Al-Sisi’s fake projects have wasted billions of pounds

General Abdel Fattah al-Sisi has directed a number of projects that will cost about EGP 30 billion ($1.88 billion). The new projects are concentrated, in particular, on expanding the establishment of private universities affiliated with government universities by using the land they own in the new urban communities. For example, the Egyptian regime is moving towards the establishment of the Suez National University in the Ismailia East and Port Said National University in Salam City. These projects are the latest in a series of major and mega projects announced by the regime, to push citizens to a dream with prosperity and progress after a storm of media propaganda for the upcoming projects.

The Egyptian citizen wakes up after years of mock projects to an unchanged situation, and the standard of living did not improve. Things got worse and the country sank into more debts and loans, the collapse of the local currency and a terrible deficit in the public budget. The Egyptians have lived dreams that have all turned into illusions, amid growing publicity about fictitious projects in the past few years, particularly since General al-Sisi seized power with a military coup in 2013.

The regime’s mock projects started with the Suez Canal, which the Egyptian regime called the New Suez Canal, the million-acre project, the national road network, and the gold mining triangle. Citizens continued to pursue fake projects they usually call the “Fankoush.”

The new Suez Canal

The most prominent of these fictitious projects was digging the Suez Canal branch, which cost EGP 99.2 ($6.2 billion) billion in 2015, in addition to EGP 5.6 billion ($351 million) of interest paid annually. Despite the unprecedented promotion of the project and its expected profits, it did not achieve anything. Rather, the Suez Canal revenues decreased after collecting EGP 64 billion ($4 billion) from companies and citizens through investment certificates.

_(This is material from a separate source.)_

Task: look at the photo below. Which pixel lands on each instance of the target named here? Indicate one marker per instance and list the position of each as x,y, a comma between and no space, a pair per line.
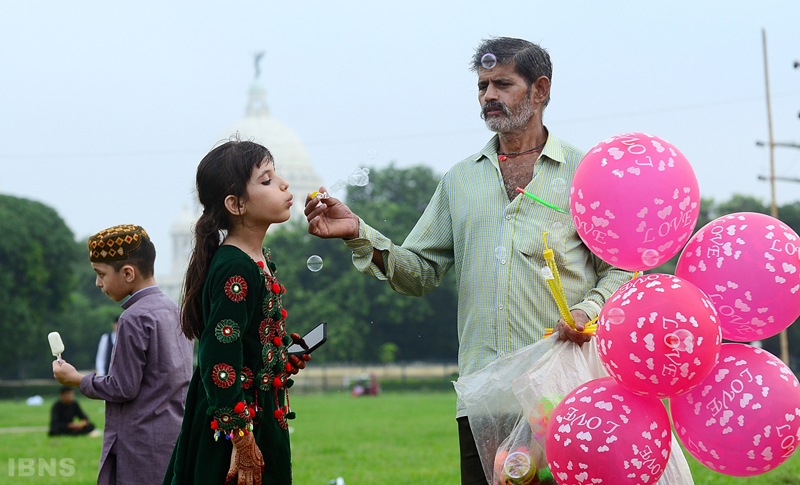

The decline in the channel’s revenues was not the only problem that al-Sisi’s project caused for the Egyptian economy. The rush to finish the project and assign most of the excavation and drilling operations to foreign companies that were paid in foreign currencies led to Egypt falling into a severe shortage of foreign exchange. The project was considered by experts as one of the biggest setbacks of the Egyptian economy, as it led to a historical rise in the price of the American dollar compared to the Egyptian pound, until the USD exchange rate broke the barrier of 16 EGP. USD price recorded EGP 7.17 before al-Sisi assumed the presidency.

Fictitious projects

One of the fictitious projects promoted by the Sisi regime is the one-million-acre reclamation project, which collided with the water deficit, especially after the escalation of the Ethiopian Renaissance Dam crisis and Egypt’s failure to negotiate with Ethiopia, in light of the country’s suffering from severe water poverty. As for another dummy project that al-Sisi announced, he was supposed to be establishing the National Road Network within one year, according to his statements immediately after assuming the presidency, but the government has not accomplished anything in this project.

The Egyptian regime also did not repair old, dilapidated roads, neither did it repair existing bridges. It also was remarkable that a number of new bridges collapsed and parts of them fell within days of their opening, to be closed again for maintenance, which shows the urgency in opening them for media propaganda amid talk of suspicions of corruption and the waste of public money. This problem is not new or surprising to many followers, who see that these fictitious projects are implemented without any study of their economic feasibility, as the main objective behind them is to support the popularity of the ruling regime, especially during periods of economic stagnation and political pressure.

Observers describe al-Sisi’s projects as a link in a series of failed national projects that crushed the Egyptian economy during the past decades.